Beneficiaries sometimes contest a will because they’re not happy with the size of their share or may feel left out of the beneficiary list all together. Whatever the reason, many wills are subject to contesting; this is especially true with larger estates and large sums of cash.
Contesting a will is simply a formal objection against the validity of a will in which you don't believe the will reflects the actual intent of the testator. Wills are contested on the grounds that the testator lacked the ability/capacity, was mentally disabled or intoxicated, delusional, or a subject of partial influence.
When contesting a will on the basis of the capacity of the testator then consider if the testator was above the age of 18 since minors are termed incapable. Litigation usually is about incapacity of testator due to senility, dementia and insanity or any such defects which render him/her unable to form a proper will. Although, the state recognizes that capacity to form a will is present if three conditions exist. These conditions are that the testator knows the value and extent of his property, which his family are legal heirs of and how they treated him in his lifetime. This legal test is relevant because dissatisfied heirs ( complainant ) who expected a larger share should have to come up with the burden of proof that establishes the incapacity of the testator. Often times it’s hard to prove someone was mentally unable to have the capacity to write a will.

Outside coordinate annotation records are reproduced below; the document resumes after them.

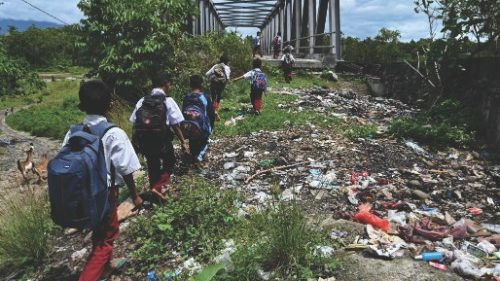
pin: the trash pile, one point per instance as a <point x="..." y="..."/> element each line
<point x="347" y="104"/>
<point x="442" y="207"/>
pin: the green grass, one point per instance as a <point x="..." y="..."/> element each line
<point x="280" y="241"/>
<point x="237" y="102"/>
<point x="51" y="121"/>
<point x="448" y="123"/>
<point x="58" y="109"/>
<point x="53" y="94"/>
<point x="25" y="231"/>
<point x="193" y="225"/>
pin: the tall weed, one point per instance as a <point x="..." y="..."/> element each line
<point x="25" y="230"/>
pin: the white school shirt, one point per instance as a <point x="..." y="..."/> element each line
<point x="248" y="76"/>
<point x="227" y="69"/>
<point x="292" y="59"/>
<point x="174" y="114"/>
<point x="117" y="148"/>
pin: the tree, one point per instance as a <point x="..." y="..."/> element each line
<point x="130" y="40"/>
<point x="15" y="77"/>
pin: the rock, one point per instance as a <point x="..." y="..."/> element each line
<point x="229" y="165"/>
<point x="78" y="255"/>
<point x="420" y="194"/>
<point x="414" y="184"/>
<point x="70" y="231"/>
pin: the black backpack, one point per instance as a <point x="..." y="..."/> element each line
<point x="196" y="123"/>
<point x="150" y="132"/>
<point x="219" y="76"/>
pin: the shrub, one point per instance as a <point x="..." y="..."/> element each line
<point x="193" y="225"/>
<point x="25" y="231"/>
<point x="46" y="120"/>
<point x="280" y="241"/>
<point x="448" y="123"/>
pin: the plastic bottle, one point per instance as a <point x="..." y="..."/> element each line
<point x="152" y="276"/>
<point x="432" y="256"/>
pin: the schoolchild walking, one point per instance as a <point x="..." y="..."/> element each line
<point x="258" y="84"/>
<point x="287" y="63"/>
<point x="277" y="45"/>
<point x="218" y="75"/>
<point x="199" y="120"/>
<point x="154" y="118"/>
<point x="96" y="159"/>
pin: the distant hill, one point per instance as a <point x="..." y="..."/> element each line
<point x="22" y="25"/>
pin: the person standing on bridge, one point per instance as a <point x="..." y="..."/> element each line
<point x="258" y="83"/>
<point x="218" y="75"/>
<point x="287" y="62"/>
<point x="257" y="49"/>
<point x="277" y="45"/>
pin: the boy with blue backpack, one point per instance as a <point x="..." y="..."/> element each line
<point x="258" y="84"/>
<point x="96" y="158"/>
<point x="199" y="118"/>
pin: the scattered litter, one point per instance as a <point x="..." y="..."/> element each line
<point x="324" y="251"/>
<point x="78" y="255"/>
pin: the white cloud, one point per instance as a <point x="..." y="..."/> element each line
<point x="359" y="18"/>
<point x="66" y="10"/>
<point x="363" y="18"/>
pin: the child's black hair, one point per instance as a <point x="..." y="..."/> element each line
<point x="195" y="82"/>
<point x="224" y="59"/>
<point x="257" y="63"/>
<point x="160" y="79"/>
<point x="95" y="97"/>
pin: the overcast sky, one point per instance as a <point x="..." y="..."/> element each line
<point x="360" y="18"/>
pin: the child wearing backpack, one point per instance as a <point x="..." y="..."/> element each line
<point x="277" y="45"/>
<point x="219" y="75"/>
<point x="258" y="84"/>
<point x="287" y="62"/>
<point x="199" y="119"/>
<point x="153" y="117"/>
<point x="96" y="158"/>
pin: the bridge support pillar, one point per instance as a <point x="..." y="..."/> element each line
<point x="298" y="23"/>
<point x="310" y="25"/>
<point x="336" y="38"/>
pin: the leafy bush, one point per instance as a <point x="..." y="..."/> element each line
<point x="46" y="120"/>
<point x="25" y="231"/>
<point x="15" y="77"/>
<point x="193" y="225"/>
<point x="448" y="123"/>
<point x="280" y="241"/>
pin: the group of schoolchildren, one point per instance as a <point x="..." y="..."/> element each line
<point x="287" y="60"/>
<point x="97" y="157"/>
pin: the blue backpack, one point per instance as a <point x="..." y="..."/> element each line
<point x="78" y="179"/>
<point x="196" y="123"/>
<point x="259" y="81"/>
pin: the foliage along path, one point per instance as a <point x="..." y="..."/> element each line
<point x="12" y="146"/>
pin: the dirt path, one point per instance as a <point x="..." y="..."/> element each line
<point x="12" y="146"/>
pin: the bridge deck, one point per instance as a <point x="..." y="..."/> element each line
<point x="299" y="62"/>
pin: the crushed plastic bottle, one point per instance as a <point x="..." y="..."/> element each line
<point x="431" y="256"/>
<point x="152" y="276"/>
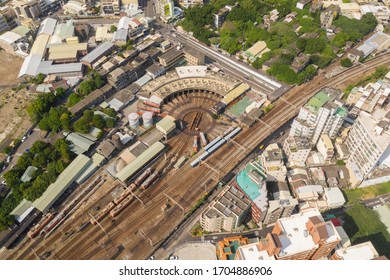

Besides these conditions, there are a few minor technical details that could be contested. If there is a mistake on the will it can then be contested and proved invalid. Common mistakes are that beneficiaries sometimes sign as witnesses, and another common mistake is when the signatures are not in order. Property value could also not be calculated correctly, which could cause a will to be contested. The names of the beneficiaries may be wrongly identified on the will, or the dates maybe wrongly marked. There are many minor details that could be contested.